Jacob afferrò la prima scatola di latta che ebbe sott’occhio, sospirò a lungo e forte, cercando di non pensare a quanto era stato un’idiota nel credere che qualcuno sarebbe rimasto nella sua vita per più di qualche manciata di giorni. Raggiunse Noah in cucina e i due si scambiarono soltanto un’occhiata che parve scavarli a fondo entrambi, prima di finire i biscotti ed il latte in silenzio.
Jacob trascorse il resto della giornata senza vedere ne l’uno ne l’altra, continuò a lavorare per tutto il pomeriggio senza nemmeno pranzare perché, ne era sicuro, quei biscotti gli sarebbero rimasti indigesti a lungo. E quando al tramonto ridipingeva la staccionata della fattoria non fu sorpreso nel vedere la macchina rossa carica di bagagli che si allontanava dalla tenuta dei Kent e dalla sua vita.
Quando rientrò per cena Kate evitò di proposito il suo sguardo affaccendandosi ai fornelli, mentre Isaiah si limitò a poggiare accanto alla sua grossa mano un biglietto stropicciato. Jacob lo prese e lo ripose in tasca senza leggerlo. Cenarono in silenzio e soltanto quando Jake fu sulla sua branda, solo e pronto a leggere un altro addio, aprì il biglietto.

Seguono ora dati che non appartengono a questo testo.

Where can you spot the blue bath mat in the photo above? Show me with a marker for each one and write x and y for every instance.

“Scusami tanto, Jacob. Ma non posso.
Non posso restare, non posso rallentare, non posso fermarmi.
So che ti dovrei molte più spiegazioni di queste…..ma sento anche che capirai.
Buona sorte Jake.
Magari ci rincontreremo in una prossima vita, su una spiaggia al tramonto, e parleremo davvero come fosse soltanto oggi.

Jane ”





Ovviamente i due si sono persi di vista per molti anni....ma alla fine, in qualche modo che ancora non conosco si sono incontrati dinuovo. Si sono sposati e hanno vissuto felicemente.